Classification of totally real number fields via their zeta function, regulator, and log unit lattice

TL;DR

This paper demonstrates, assuming the weak Schanuel Conjecture, that invariants like the zeta function residues, regulator, and log unit lattice uniquely identify totally real number fields and their properties.

Contribution

It establishes new criteria under WSC for classifying totally real number fields using their zeta functions, regulators, and log unit lattices.

Findings

Residues of Dedekind zeta functions are linearly independent for non-equivalent fields.

Same regulator implies same class number and zeta function under WSC.

Log unit lattice properties characterize the field's isomorphism class.

Abstract

In this paper, assuming the weak Schanuel Conjecture (WSC), we prove that for any collection of pairwise non-arithmetically equivalent totally real number fields, the residues at $s=1$ of their Dedekind zeta functions form a linearly independent set over the field of algebraic numbers.

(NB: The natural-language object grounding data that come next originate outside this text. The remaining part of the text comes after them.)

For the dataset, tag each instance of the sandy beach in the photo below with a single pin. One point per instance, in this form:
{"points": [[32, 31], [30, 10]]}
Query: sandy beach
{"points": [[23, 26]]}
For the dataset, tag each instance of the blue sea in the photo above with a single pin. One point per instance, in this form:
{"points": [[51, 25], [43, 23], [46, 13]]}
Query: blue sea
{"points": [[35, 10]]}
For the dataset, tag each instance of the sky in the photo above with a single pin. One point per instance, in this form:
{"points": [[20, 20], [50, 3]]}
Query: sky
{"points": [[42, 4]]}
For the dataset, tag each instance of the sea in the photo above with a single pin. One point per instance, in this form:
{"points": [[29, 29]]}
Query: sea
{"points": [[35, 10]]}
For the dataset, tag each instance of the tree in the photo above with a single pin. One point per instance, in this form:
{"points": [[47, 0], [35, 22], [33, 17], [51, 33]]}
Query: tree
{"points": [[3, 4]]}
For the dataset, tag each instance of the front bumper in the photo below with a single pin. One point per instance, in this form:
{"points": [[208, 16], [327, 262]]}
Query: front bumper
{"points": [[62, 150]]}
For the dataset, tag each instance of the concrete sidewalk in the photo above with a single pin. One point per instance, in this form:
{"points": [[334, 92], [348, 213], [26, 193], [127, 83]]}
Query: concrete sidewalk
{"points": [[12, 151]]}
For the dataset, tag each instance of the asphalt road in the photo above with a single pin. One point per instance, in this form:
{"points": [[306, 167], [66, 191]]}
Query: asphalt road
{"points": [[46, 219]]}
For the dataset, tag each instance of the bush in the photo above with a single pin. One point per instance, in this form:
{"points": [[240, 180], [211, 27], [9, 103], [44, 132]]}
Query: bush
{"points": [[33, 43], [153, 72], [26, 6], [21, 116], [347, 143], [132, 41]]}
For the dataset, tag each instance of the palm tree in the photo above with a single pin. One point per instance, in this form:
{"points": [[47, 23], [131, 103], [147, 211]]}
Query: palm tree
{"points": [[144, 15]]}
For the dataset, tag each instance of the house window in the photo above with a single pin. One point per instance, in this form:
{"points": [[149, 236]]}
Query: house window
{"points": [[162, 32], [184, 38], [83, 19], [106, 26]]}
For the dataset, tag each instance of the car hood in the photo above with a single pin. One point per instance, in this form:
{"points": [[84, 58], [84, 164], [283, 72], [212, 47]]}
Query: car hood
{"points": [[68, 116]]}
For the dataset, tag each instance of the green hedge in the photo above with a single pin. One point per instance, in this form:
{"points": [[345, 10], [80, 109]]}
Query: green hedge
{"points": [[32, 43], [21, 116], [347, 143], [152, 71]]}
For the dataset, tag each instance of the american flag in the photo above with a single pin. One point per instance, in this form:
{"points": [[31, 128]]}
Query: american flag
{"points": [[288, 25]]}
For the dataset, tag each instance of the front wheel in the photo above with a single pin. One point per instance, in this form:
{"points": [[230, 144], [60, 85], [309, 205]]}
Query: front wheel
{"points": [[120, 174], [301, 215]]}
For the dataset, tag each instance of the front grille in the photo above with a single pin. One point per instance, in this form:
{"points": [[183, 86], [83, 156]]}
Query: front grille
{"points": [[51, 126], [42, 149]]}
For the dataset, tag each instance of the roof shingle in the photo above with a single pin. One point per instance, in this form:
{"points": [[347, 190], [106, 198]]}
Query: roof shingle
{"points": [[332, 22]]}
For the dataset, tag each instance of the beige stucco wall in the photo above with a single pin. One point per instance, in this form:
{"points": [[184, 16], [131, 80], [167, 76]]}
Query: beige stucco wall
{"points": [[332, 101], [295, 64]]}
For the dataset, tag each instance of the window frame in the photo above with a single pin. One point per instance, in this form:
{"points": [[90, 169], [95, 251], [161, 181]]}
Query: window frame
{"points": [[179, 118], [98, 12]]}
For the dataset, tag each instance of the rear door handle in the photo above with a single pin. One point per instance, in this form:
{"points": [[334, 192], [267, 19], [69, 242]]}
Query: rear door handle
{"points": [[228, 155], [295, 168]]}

As a corollary, we obtain that, under WSC, two totally real number fields have the same regulator if and only if they have the same class number and Dedekind zeta function. We also prove that, under WSC, the isometry and similarity classes of the log unit lattice of a real Galois number field of degree $[K:\Q]\geq 4$, characterize the isomorphism class of said field. All of our results follow from establishing that, under WSC, any Gram matrix of the log unit lattice of a real Galois number field yields a generic point of certain closed irreducible $\Q$-subvariety of the space of symmetric matrices of appropriate size.